The mean difference CIs for the EQ-5D-5L index scores and EQ VAS scores reflected equivalence of the means across all modes, as the CIs were wholly contained inside the equivalence interval. Further, the ICC 95% lower CIs for the index and EQ VAS scores showed values above the thresholds for denoting equivalence across all comparisons in each sample. No significant mode-by-order interactions were present in any ANOVA model. Overall, the comparisons of the paper version of the EQ-5D-5L with the screen-based and phone-based versions provided substantial evidence supporting the measurement equivalence of these modes of administration.

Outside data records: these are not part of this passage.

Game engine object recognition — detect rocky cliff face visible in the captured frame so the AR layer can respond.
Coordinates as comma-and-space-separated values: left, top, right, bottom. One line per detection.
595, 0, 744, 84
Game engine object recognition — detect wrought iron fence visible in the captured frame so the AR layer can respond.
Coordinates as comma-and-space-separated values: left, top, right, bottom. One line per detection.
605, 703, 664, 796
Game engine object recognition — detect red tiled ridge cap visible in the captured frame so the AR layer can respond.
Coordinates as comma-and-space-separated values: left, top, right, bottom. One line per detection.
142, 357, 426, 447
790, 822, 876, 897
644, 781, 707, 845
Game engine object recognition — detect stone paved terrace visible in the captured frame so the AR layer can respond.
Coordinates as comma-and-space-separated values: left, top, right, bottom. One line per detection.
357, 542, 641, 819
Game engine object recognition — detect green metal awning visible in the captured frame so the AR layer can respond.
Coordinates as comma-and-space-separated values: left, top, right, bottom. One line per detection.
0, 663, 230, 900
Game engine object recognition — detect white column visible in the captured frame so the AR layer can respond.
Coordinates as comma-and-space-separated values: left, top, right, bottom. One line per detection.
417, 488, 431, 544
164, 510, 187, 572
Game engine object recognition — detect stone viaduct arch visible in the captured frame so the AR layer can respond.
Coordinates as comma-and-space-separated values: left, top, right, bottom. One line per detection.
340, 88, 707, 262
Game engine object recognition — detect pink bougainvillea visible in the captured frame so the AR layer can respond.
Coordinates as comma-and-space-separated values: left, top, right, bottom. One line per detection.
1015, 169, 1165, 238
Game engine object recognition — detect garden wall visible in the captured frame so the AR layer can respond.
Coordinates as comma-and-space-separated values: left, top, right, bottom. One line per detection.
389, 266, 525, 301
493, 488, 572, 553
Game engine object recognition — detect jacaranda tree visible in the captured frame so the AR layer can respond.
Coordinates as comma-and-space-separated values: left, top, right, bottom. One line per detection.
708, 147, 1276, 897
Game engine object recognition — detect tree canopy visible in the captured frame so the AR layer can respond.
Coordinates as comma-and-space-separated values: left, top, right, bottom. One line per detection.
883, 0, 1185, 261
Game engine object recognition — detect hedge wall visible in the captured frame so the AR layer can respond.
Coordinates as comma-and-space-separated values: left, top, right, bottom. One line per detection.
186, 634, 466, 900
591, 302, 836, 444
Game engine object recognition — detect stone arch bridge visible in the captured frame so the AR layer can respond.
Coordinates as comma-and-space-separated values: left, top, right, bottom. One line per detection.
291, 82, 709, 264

However, these results have limitations, including a study sample that may lack generalizability to samples that may be enrolled in clinical trials. Because this sample was recruited from the UK general population, it is likely not representative of participants with specific conditions or diseases who enroll in clinical studies, despite at least 50% of participants having comorbid conditions. In addition, the study design, which included a limited amount of time between administrations (i.e., 30 min), may have introduced carryover, or memory, effects. The brevity and sole inclusion of the EQ-5D-5L in this study is a likely source of bias resulting in inflated agreement among the scores produced on each mode. While the impact and magnitude of carryover effects cannot be statistically estimated, it does seem reasonable to conclude that the high ICCs observed were partially a result of the participants’ ability to recall their responses from the prior administration of the EQ-5D-5L. As a practical limitation of this study, it is unlikely that the EQ-5D-5L would be administered to participants at 30-min intervals in a clinical trial, as operationalized in this study. Hence, the mean differences and ICC estimates are likely to show greater variability and lower agreement in studies comparing EQ-5D-5L scores across more distal time points. Because of these limitations, these results should be considered in the context of the study design. We do not recommend these results be used as threshold values in other studies assessing the EQ-5D-5L.

5 Conclusion

The evidence presented here, when taken in totality, supports the stability of the paper-based EQ-5D-5L as well as the measurement equivalence of various electronic implementations of the EQ-5D-5L with the original paper mode and the other electronic modes.